And even though Helion failed as a VC firm, Gupta is still respected and liked by entrepreneurs and investors alike.

“Ashish is one of the best investors I’ve ever met, both from an institutional and angel perspective. He’s usually 5-7 years ahead of the curve when it comes to betting on ideas. He likes to focus more on underlying trends than on what is happening right now. Most importantly, Ashish likes to genuinely help entrepreneurs and founders and work with them—and he doesn’t do it for money,”

said Rahul Chowdhri, a partner at Stellaris Venture Partners. Chowdhri was a colleague of Gupta’s at Helion. 


Other significant angel investors for Flipkart

Abhishek Goyal, who was an associate at venture capital firm Accel Partners, met the founders of Flipkart for the first time at a coffee club in Koramangala, the south Bengaluru suburb now dubbed as the country’s startup hub.

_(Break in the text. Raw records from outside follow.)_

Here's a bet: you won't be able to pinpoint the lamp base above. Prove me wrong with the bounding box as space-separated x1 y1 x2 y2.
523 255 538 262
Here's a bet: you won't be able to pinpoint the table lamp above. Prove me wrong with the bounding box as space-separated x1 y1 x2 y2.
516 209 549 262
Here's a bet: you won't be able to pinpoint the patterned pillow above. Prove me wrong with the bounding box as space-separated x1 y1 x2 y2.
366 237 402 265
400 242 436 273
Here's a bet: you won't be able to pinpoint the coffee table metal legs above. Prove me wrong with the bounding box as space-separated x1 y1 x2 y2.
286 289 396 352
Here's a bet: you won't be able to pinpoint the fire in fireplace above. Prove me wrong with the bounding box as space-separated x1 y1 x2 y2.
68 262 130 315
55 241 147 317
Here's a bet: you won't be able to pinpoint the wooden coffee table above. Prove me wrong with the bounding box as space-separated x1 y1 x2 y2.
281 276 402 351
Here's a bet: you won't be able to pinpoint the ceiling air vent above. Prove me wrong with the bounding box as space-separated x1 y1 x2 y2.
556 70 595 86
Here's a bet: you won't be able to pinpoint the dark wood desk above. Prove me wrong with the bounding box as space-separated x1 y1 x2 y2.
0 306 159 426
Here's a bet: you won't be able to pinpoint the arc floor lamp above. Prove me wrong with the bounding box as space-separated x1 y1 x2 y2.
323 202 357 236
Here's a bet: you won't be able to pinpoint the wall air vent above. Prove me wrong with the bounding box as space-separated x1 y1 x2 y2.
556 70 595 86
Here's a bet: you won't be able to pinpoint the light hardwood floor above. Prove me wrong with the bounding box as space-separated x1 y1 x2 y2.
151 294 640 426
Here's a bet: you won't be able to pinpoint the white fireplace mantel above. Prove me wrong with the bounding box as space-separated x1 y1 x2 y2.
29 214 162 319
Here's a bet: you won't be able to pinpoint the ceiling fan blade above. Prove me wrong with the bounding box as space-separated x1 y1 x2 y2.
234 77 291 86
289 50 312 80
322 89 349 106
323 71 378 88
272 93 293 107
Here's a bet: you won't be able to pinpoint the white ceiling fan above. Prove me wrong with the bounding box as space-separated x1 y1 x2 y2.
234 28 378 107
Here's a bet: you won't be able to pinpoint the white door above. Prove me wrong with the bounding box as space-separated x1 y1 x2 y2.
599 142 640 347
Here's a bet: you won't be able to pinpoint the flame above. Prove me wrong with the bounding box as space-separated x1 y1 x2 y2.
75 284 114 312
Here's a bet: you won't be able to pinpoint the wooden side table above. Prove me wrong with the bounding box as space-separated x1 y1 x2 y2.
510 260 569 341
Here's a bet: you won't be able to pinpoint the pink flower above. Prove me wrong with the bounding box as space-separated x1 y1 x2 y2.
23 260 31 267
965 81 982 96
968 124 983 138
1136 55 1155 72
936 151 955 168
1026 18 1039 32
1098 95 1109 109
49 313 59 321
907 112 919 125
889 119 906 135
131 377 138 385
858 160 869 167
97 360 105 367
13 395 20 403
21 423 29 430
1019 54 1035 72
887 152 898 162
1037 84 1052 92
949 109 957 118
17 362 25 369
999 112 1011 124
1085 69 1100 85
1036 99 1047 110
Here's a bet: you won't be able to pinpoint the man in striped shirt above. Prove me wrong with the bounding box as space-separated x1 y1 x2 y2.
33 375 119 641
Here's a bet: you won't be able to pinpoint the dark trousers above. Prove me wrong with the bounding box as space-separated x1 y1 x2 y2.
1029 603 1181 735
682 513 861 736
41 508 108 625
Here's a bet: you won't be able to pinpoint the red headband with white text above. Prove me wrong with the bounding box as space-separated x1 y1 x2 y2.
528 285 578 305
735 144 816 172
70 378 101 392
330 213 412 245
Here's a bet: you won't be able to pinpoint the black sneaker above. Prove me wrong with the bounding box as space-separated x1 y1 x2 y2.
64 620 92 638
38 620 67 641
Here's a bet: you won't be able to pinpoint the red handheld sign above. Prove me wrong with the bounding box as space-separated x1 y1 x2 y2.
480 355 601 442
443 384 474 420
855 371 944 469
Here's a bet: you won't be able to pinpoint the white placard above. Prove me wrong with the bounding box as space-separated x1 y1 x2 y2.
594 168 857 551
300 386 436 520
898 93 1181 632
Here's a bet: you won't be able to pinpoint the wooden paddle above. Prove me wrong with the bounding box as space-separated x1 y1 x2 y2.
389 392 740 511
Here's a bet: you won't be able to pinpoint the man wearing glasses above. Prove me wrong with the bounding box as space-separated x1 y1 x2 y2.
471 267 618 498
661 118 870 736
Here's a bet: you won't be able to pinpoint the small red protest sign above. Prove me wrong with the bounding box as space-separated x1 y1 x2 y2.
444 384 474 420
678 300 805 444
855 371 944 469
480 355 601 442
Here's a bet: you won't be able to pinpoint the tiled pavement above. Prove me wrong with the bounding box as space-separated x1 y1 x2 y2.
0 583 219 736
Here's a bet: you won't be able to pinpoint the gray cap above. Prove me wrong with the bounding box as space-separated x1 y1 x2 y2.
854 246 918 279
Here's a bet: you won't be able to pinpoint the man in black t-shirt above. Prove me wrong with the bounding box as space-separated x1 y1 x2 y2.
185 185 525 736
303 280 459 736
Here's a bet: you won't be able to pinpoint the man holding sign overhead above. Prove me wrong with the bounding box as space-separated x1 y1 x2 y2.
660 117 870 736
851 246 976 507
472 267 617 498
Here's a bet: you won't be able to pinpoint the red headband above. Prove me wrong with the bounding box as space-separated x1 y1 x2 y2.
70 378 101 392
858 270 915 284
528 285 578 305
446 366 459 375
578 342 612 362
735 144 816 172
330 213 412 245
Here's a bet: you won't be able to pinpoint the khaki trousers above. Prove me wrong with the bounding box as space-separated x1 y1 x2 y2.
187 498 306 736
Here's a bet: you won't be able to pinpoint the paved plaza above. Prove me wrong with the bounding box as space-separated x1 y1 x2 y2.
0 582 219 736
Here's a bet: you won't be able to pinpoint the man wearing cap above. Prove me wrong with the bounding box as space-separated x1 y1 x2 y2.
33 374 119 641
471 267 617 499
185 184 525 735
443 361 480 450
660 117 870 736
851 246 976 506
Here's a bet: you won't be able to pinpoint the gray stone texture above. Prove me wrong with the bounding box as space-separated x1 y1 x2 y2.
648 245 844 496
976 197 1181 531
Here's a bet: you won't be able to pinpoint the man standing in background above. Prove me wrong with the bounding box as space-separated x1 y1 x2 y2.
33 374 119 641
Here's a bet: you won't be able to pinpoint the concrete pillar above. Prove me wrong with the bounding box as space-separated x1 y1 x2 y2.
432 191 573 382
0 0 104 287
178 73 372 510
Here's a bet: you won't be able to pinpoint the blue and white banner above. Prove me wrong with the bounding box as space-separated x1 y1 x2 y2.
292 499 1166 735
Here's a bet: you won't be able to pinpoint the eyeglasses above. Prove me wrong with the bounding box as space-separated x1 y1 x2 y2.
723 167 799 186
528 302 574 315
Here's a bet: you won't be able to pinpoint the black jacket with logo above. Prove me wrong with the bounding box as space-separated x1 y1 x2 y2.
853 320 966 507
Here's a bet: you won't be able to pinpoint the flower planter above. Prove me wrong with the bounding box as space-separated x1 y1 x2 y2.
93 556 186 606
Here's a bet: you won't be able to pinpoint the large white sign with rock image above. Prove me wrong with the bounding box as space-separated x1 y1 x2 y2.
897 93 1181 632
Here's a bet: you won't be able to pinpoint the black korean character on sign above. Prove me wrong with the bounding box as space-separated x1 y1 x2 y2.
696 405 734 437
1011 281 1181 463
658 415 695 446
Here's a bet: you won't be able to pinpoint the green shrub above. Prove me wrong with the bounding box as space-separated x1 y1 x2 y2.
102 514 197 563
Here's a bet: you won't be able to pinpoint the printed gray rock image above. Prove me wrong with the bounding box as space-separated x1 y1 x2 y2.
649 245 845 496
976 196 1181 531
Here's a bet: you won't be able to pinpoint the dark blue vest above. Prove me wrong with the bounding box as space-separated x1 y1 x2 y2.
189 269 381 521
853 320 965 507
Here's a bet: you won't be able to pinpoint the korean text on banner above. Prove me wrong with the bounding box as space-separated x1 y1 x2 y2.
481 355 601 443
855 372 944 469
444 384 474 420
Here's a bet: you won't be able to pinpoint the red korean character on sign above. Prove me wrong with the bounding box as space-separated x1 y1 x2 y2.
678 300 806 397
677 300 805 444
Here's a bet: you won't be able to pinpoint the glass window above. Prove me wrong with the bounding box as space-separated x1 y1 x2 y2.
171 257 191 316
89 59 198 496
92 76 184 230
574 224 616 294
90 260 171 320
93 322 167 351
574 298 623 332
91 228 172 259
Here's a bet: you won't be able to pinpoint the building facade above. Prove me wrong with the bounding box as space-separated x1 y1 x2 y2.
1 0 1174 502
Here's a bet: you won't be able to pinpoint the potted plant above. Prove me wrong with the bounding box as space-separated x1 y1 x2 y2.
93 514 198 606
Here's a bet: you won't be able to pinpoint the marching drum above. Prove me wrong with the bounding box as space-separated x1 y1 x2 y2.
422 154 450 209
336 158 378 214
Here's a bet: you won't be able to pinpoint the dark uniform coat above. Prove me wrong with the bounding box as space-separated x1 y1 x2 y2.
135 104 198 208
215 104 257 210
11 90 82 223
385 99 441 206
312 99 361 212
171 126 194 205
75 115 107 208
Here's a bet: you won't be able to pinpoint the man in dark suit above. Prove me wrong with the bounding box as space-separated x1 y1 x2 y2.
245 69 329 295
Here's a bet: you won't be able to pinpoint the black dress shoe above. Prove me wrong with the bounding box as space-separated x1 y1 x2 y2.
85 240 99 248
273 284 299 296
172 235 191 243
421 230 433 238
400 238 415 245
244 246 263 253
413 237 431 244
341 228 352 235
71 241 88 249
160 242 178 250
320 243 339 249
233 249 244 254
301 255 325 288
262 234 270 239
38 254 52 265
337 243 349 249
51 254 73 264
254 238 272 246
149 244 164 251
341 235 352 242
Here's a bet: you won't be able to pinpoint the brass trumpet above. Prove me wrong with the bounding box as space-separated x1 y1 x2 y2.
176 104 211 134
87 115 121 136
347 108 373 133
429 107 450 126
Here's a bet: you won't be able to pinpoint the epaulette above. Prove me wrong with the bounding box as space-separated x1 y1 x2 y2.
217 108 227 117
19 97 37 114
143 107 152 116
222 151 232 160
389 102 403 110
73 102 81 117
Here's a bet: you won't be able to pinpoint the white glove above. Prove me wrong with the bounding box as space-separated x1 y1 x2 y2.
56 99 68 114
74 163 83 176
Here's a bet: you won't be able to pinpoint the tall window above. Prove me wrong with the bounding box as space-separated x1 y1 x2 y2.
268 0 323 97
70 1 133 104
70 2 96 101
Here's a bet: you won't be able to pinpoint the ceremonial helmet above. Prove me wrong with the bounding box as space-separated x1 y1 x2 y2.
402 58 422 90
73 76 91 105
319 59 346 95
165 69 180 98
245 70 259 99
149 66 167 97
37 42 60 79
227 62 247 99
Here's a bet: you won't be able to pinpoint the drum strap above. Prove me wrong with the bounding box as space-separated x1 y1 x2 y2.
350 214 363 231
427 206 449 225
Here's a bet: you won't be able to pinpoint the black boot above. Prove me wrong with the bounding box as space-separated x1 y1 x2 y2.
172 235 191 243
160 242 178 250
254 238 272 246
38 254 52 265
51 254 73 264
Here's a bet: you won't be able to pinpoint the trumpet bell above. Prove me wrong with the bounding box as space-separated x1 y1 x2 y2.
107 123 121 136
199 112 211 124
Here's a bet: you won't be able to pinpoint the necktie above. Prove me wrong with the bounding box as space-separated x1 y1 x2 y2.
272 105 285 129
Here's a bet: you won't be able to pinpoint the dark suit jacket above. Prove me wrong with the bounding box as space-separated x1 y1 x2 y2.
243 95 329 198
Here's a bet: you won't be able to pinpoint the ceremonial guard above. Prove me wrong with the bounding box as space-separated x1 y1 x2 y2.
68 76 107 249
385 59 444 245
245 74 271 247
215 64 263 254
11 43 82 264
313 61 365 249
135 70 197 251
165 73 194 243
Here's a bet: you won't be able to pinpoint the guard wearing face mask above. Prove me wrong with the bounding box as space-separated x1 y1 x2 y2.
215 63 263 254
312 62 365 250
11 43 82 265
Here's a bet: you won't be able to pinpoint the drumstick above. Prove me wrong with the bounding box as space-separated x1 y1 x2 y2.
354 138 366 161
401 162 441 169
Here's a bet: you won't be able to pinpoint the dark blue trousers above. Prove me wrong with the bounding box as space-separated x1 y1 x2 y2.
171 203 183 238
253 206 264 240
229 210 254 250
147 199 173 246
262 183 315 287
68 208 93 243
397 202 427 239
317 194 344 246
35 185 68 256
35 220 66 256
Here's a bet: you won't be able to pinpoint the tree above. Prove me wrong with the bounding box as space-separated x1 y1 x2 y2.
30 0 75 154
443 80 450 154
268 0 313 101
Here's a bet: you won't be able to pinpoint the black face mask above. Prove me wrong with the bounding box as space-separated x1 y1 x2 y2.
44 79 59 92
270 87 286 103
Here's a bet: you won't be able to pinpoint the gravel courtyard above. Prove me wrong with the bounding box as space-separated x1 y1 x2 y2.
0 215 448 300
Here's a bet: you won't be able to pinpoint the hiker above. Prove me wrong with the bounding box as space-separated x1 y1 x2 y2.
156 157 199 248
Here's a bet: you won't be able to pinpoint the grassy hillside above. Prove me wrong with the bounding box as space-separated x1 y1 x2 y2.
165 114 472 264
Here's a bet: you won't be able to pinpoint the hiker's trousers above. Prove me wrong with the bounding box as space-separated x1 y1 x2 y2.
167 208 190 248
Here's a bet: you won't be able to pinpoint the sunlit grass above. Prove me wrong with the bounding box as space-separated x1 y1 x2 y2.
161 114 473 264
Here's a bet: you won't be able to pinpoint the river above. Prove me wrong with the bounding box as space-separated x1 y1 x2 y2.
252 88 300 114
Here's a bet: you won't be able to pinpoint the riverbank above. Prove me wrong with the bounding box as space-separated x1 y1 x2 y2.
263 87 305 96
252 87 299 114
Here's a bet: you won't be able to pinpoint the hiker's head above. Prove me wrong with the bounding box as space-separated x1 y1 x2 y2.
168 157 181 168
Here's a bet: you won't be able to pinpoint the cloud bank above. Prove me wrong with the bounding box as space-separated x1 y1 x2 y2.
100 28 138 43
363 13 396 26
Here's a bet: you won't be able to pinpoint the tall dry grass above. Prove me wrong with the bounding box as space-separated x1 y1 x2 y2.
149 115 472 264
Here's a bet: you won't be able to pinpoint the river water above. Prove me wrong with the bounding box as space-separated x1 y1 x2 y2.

At the time, Flipkart was operating out of a two-storey house in the area and the hunt for investment was proving to be hard.

Goyal was impressed with the enthusiastic duo. He told them that if Accel did not end up investing, he would give them Rs 10 lakh from his own pocket.

It was Goyal who brought Ashish Gupta in the scenario.

Shekhar Kirani came on board as an angel investor after 2010. Kirani joined Accel in September 2011.